Cruciferous vegetables include glucosinolates, which are transformed to many chemicals which could possess anticancer properties. For instance, 3,3′-Diindolylmethane (DIM) found in Brassica vegetables is an antiandrogen that is antiproliferative to human prostate cancer cells.
Consumption of these vegetables is connected to low rates of cancer. Moreover, 3,3′-Diindolylmethane (DIM) and indole-3-carbinol (I3C) also influence estrogen metabolism and lead to positive shifts in hormone markers which may decrease the occurrence of many kinds of cancer.
Drug and Toxin Metabolism
Chemicals that cruciferous vegetables contain encourage the expression of liver enzyme CYP1A2. Moreover, certain drugs like theophylline and haloperidol get metabolized by CYP1A2. Accordingly, eating of cruciferous vegetables could reduce bioavailability plus half-life of such drugs.
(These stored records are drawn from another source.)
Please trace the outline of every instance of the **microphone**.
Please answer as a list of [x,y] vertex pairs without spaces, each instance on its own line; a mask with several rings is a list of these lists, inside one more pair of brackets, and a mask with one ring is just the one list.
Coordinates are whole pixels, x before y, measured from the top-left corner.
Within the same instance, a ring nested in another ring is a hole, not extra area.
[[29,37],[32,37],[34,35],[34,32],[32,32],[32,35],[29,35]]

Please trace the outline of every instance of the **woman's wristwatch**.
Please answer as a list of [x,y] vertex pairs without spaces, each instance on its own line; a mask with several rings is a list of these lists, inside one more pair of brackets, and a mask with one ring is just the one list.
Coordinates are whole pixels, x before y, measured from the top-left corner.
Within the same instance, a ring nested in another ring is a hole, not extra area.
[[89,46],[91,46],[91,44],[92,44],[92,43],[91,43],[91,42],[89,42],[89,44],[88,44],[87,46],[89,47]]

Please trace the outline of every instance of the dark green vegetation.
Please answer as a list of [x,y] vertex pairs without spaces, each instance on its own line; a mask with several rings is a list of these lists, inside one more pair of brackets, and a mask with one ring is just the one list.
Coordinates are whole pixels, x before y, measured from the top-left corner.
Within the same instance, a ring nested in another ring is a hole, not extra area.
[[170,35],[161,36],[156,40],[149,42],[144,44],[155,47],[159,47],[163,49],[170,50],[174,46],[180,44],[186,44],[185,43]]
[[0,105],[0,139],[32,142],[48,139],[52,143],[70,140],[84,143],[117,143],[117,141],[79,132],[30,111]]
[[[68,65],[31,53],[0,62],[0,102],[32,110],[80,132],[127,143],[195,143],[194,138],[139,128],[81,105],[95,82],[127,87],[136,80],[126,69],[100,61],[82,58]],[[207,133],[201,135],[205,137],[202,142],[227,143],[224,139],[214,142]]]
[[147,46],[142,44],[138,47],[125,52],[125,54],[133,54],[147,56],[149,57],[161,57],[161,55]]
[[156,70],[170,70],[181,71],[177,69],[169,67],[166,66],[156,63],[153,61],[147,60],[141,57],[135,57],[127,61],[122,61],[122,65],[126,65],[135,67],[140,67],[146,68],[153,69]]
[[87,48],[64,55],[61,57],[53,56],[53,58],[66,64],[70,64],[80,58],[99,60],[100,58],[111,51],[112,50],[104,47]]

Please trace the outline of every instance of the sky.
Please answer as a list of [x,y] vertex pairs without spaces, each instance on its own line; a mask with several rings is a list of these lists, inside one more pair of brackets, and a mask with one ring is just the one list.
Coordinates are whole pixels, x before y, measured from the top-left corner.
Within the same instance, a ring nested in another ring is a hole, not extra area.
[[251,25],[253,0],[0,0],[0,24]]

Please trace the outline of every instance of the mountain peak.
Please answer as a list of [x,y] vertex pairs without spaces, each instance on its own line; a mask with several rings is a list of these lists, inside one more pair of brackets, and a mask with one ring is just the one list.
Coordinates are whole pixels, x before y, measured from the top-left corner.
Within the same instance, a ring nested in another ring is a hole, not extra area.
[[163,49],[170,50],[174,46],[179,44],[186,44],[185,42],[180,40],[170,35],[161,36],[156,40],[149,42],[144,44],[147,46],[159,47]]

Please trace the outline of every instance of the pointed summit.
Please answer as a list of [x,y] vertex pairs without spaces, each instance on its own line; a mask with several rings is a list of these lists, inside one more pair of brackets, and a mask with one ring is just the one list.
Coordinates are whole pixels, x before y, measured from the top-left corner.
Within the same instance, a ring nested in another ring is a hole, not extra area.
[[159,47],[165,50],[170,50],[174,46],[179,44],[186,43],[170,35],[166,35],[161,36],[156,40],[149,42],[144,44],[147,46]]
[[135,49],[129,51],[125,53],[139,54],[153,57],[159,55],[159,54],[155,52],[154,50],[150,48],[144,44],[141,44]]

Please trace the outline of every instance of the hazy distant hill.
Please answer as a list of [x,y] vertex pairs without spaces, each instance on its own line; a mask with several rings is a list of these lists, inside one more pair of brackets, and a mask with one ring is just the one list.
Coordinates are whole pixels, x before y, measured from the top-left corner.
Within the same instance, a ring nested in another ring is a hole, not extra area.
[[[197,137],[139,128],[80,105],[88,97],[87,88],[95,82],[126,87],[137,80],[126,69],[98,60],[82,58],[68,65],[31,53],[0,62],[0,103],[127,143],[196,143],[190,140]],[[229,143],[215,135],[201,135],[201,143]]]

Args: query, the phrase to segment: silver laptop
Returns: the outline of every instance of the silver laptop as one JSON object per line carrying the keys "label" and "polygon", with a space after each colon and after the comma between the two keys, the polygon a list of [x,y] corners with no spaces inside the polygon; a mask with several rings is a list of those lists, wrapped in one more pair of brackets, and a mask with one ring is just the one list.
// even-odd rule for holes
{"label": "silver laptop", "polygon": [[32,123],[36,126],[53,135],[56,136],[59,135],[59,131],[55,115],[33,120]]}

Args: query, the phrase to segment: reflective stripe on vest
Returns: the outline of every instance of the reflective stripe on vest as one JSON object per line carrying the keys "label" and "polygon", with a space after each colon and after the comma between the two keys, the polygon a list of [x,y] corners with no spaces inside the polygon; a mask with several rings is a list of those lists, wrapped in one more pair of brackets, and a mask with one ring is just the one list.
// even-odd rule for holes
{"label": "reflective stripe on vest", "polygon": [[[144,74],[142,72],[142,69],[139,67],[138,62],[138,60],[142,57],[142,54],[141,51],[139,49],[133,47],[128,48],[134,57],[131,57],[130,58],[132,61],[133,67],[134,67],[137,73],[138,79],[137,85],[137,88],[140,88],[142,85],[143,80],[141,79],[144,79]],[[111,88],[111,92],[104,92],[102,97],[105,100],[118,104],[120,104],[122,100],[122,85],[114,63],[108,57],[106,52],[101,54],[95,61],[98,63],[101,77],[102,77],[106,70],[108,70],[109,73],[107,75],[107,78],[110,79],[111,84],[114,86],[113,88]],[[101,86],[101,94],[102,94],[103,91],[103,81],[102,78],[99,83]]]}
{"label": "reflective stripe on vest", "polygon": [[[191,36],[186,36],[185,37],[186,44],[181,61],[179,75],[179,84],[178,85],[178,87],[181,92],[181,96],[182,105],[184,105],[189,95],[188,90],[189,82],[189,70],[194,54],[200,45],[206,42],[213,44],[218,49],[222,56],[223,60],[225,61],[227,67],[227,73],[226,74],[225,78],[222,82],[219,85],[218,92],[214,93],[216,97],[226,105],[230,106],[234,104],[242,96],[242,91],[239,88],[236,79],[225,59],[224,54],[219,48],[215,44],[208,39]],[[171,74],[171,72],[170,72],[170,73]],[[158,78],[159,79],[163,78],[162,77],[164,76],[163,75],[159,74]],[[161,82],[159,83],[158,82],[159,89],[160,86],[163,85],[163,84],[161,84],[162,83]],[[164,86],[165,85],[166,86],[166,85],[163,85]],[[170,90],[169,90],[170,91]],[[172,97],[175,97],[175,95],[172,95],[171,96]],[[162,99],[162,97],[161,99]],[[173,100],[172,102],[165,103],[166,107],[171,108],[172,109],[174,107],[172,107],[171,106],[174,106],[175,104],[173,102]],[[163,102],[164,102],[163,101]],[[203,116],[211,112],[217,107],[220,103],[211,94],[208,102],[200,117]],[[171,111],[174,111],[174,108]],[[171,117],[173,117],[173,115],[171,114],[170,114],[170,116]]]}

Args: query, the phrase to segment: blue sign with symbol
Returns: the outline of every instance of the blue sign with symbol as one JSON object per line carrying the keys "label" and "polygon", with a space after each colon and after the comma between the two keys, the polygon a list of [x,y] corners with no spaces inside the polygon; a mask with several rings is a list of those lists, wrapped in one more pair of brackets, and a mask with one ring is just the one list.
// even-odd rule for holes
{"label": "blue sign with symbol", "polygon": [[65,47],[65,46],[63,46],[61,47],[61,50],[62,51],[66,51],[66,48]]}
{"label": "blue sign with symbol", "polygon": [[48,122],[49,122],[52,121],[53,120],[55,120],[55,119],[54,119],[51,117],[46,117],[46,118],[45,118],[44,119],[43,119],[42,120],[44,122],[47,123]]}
Cruciferous vegetables could possibly be goitrogenic (encouraging goiter formation). They have enzymes which hinder the formation of thyroid hormone in people having iodine deficiency. Cooking for thirty minutes considerably decreases the quantity of nitriles and goitrogens. With large consumption of crucifers, the goitrogens slows down the assimilation of iodine into thyroid hormone as well the relocation of iodine to milk by the mammary glands.